La conférence annuelle Magenta Horizons de Linklaters qui se déroule ce soir à la Philharmonie explore les opportunités et perspectives qu’offre le continent africain depuis le début des années 2000. Prélude en trois questions avec Patrick Geortay.

Monsieur Geortay, pourquoi avoir choisi de consacrer un événement dédié au marché africain? Quelles sont les opportunités pour la Place d’une manière générale?

«Nous choisissons tous les ans un thème prospectif dont nous estimons qu’il sera dans un futur proche à l’agenda de nombreux acteurs économiques et financiers. Nous pensons que l’Afrique va, de plus en plus, être un sujet incontournable pour de nombreux secteurs économiques, eu égard aux progrès significatifs accomplis par le continent depuis le tournant de l’an 2000, et son potentiel économique énorme, à la hauteur des défis auxquels il est confronté.

Les opportunités pour la Place et les acteurs économiques locaux sont réelles. Les projets de financement en Afrique ou la participation à des projets d’infrastructures dans le domaine des télécommunications, des secteurs minier, du transport et de l’énergie, notamment les énergies renouvelables, sont autant de domaines qui intéressent les acteurs locaux, qu’il s’agisse de cabinets d’ingénieurs-conseils ou de professionnels du chiffre. Il en est de même pour les structures d’investissement diverses dans le private equity et l’impact financing.

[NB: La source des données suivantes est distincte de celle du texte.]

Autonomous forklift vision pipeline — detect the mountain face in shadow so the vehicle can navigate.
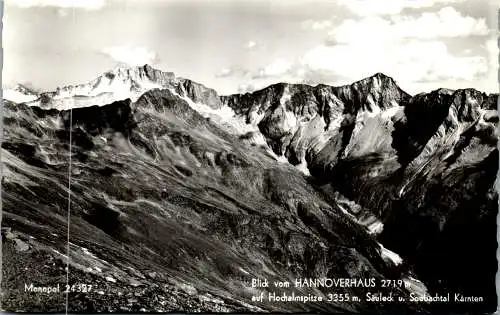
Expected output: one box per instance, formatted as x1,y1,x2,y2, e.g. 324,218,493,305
2,66,498,312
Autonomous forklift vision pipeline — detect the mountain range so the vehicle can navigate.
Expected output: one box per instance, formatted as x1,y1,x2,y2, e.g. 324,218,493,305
2,65,499,312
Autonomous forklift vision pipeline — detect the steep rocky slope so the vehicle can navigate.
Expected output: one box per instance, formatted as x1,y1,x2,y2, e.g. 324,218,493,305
3,66,498,312
2,89,422,312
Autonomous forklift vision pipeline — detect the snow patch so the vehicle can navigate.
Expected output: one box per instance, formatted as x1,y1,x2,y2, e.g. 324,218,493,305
105,276,116,283
379,243,403,266
3,89,38,103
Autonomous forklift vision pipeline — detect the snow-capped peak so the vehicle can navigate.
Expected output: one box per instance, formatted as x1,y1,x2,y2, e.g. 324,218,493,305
4,65,177,110
3,84,38,103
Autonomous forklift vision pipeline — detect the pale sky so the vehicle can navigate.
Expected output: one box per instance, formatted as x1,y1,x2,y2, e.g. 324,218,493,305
3,0,498,94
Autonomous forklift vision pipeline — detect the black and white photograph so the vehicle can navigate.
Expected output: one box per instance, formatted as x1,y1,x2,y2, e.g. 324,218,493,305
0,0,500,314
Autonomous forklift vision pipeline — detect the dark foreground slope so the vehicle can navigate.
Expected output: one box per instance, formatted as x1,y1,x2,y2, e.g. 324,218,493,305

Comment un cabinet tel que le vôtre peut-il échanger et prospérer dans des pays en voie de développement économique?

«Un cabinet comme le nôtre porte un intérêt à l’Afrique à double titre. Nous y accompagnons nos clients de provenances diverses dans les domaines d’activité précédemment cités, auxquels il faut ajouter l’activité pétrolière, l’agribusiness, la pétrochimie, la chimie, ou le domaine industriel au sens le plus large. Accompagner et conseiller les autorités locales, régionales et transnationales dans leurs efforts de développement et de financement est un autre volet de nos activités en Afrique.

Au-delà de prestations juridiques dans de très nombreux domaines du droit, tant pour le compte de clients privés que pour des clients institutionnels, nous soutenons des initiatives gouvernementales ou associatives, dans le cadre de notre programme 'community investment', où nous apportons gratuitement notre temps et notre expertise à des projets économiques et sociétaux au Libéria, en Namibie, en Zambie, au Zimbabwe ou au Malawi.

Concernant les projets d’infrastructures, quelles sont les possibilités de collaborations entre un centre financier tel que le Luxembourg et les pays africains?

«Le financement de projets d’infrastructures présente un intérêt certain pour la Place. Les fonds d’infrastructure, et le potentiel des fonds européens d’infrastructure constituent autant d’opportunités de nous positionner internationalement. Pour le continent africain, plusieurs centaines de milliards d’euros devraient être investis dans la prochaine décennie dans des projets de ce type, aussi bien au titre des sources de financement publiques et privées que des structures d’investissement qui requièrent un savoir–faire particulier dont dispose la Place. Ces projets sont par nature des investissements à dimension internationale et, en tant que juridiction offrant cette panoplie de solutions, nous pouvons faire valoir notre expertise. Par ailleurs, de nombreux pays africains sont confrontés au défi de l’accès au financement et au crédit. Le Luxembourg dispose d’outils susceptibles de répondre à ce défi.»